She ran the cold tap; water flooding into the white ceramic sink until she cupped her shaking hands beneath the tap and filled them with the cool, clear liquid. She leant over the sink, a few waves from her long hair falling into it, and splashed her face with the water, inhaling sharply as it hit her face. She turned the tap off, watching the water swirl down the plughole, and then looked up into the mirror in front of her.

She'd never understood how it was that people could bear to look in mirrors in daylight - even now, when there was so little light she could barely make out her features, she wished she hadn't looked. Bags under her eyes, skin pale and drawn, lips chapped - she looked like a stressed thirty-something rather than her own age. She'd always hated the structure of her face - her nose was small and slightly upturned, her cheekbones high, her eyebrows having no natural arch to them, and as a result, she wouldn't look at her own reflection if she could help it. Her self-confidence was receding as she grew up - as if she'd ever had any of it anyway - and she loathed everything from the top of her head to the tip of her toes. She knew exactly how to make the feeling go away, she realised, and threw her doubts away as she went back to the spare bedroom and found her old dress and cardigan. She changed into them, neatly folding the pyjamas on the white pillow of the bed before silently making her way across the landing to the stairs.

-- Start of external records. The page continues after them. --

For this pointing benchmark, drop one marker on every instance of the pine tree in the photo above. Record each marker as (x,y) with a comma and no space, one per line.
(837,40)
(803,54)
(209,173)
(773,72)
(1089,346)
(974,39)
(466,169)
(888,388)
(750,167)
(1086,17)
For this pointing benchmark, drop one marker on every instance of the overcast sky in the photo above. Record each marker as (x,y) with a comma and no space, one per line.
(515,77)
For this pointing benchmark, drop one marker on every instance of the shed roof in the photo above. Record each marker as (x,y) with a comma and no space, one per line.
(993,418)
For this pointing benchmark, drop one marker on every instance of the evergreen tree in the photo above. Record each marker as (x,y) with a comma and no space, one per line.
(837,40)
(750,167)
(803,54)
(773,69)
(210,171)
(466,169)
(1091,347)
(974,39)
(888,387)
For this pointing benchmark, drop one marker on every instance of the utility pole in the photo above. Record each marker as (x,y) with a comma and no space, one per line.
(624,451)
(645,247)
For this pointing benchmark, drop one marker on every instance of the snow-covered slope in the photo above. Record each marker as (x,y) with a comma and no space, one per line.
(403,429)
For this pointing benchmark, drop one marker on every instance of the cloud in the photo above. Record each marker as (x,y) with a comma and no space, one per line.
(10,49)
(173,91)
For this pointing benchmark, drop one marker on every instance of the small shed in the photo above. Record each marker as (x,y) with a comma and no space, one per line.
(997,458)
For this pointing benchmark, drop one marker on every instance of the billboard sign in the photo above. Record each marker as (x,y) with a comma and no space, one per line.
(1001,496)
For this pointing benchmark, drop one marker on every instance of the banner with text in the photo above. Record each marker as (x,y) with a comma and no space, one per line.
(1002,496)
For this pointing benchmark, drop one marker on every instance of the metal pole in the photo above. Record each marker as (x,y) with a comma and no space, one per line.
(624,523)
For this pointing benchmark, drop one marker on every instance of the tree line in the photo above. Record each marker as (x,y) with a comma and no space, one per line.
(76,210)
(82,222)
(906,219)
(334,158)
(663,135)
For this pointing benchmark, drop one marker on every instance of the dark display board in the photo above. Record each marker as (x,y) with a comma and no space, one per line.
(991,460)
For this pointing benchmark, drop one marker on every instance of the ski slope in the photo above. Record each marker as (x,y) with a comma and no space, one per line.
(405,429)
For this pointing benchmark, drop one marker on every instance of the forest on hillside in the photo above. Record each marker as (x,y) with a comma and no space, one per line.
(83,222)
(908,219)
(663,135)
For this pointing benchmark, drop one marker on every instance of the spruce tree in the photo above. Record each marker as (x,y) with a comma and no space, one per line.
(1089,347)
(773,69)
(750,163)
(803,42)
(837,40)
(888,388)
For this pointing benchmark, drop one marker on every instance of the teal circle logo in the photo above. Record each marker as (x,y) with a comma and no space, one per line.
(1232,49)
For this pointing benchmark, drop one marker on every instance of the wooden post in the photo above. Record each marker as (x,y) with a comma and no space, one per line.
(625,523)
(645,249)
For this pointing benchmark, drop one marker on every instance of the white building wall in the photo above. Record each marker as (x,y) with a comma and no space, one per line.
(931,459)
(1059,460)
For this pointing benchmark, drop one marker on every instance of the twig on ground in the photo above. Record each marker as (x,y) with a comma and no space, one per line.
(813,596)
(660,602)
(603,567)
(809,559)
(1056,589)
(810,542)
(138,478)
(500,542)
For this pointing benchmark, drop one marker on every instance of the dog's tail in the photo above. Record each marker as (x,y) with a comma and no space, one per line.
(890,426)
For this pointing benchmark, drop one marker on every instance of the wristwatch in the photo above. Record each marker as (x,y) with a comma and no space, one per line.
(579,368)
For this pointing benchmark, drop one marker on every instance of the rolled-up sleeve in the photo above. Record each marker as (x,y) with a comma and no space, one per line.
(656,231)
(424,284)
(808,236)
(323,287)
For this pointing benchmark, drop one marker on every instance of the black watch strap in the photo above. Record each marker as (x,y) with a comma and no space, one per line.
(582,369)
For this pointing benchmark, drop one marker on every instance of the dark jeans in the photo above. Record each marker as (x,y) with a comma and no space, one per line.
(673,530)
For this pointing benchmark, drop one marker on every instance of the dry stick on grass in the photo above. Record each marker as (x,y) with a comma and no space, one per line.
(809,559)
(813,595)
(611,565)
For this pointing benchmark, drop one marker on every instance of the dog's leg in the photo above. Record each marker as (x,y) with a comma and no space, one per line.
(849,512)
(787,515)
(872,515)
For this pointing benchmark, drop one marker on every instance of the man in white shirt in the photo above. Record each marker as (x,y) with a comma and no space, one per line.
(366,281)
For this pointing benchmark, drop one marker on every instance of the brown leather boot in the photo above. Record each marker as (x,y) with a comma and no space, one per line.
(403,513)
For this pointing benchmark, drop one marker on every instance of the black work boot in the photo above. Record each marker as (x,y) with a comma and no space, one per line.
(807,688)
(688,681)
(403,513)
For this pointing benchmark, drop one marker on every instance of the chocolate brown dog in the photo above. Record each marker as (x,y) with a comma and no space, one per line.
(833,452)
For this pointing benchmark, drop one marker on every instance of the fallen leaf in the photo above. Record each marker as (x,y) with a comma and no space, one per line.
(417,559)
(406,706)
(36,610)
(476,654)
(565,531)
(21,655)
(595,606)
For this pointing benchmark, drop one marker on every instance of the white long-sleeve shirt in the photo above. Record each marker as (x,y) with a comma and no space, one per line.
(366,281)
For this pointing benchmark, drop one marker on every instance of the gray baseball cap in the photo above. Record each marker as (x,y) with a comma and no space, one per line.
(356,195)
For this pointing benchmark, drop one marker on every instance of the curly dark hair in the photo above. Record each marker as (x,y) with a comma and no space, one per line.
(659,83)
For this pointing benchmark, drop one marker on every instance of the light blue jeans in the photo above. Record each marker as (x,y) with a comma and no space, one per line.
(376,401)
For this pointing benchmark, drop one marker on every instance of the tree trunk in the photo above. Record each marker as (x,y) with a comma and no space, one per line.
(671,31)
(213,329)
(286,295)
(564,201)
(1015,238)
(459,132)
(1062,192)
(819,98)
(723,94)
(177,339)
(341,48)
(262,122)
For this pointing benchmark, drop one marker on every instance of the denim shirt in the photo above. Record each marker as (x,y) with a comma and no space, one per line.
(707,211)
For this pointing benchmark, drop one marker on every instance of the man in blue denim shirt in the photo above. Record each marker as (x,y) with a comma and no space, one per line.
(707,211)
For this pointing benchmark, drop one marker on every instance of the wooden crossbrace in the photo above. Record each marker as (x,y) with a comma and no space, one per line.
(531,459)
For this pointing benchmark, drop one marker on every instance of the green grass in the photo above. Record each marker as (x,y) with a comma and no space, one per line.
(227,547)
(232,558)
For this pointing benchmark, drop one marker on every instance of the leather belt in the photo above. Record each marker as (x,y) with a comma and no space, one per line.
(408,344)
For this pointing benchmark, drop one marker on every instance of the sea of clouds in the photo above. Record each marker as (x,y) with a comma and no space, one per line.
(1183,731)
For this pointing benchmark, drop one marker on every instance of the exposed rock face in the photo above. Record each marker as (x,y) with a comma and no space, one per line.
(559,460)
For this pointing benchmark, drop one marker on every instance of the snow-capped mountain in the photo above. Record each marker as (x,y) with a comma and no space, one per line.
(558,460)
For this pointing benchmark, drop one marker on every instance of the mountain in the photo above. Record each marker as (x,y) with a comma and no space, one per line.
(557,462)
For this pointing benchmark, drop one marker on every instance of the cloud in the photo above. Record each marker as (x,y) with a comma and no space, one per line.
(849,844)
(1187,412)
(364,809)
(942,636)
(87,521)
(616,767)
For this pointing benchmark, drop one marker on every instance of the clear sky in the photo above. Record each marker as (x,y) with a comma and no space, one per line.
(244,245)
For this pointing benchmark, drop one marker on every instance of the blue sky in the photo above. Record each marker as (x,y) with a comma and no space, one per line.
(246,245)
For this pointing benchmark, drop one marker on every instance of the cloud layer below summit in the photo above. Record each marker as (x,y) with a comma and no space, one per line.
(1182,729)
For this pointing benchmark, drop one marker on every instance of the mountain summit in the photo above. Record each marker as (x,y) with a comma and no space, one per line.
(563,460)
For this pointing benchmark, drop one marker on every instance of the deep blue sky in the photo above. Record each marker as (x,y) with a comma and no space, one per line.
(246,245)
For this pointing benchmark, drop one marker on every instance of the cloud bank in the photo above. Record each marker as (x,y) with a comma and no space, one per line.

Reaching Christine's bedroom, she paused - could she really betray her trust and kindness by leaving to get more drugs? She opened the white door into the master bedroom slowly, looking through the darkness over to the bed where Christine lay. At first, Evanna thought that she was asleep with a man, but she then realised that Christine was sleeping with pillows next to her, nearly making the shape of a human, as if to make up for Michael not being there with her. Evanna's heart wrenched for what she was about to do - two people leaving her in the space of a month would be heartbreaking for her, but Evanna hoped that, as a former addict, she'd understand why.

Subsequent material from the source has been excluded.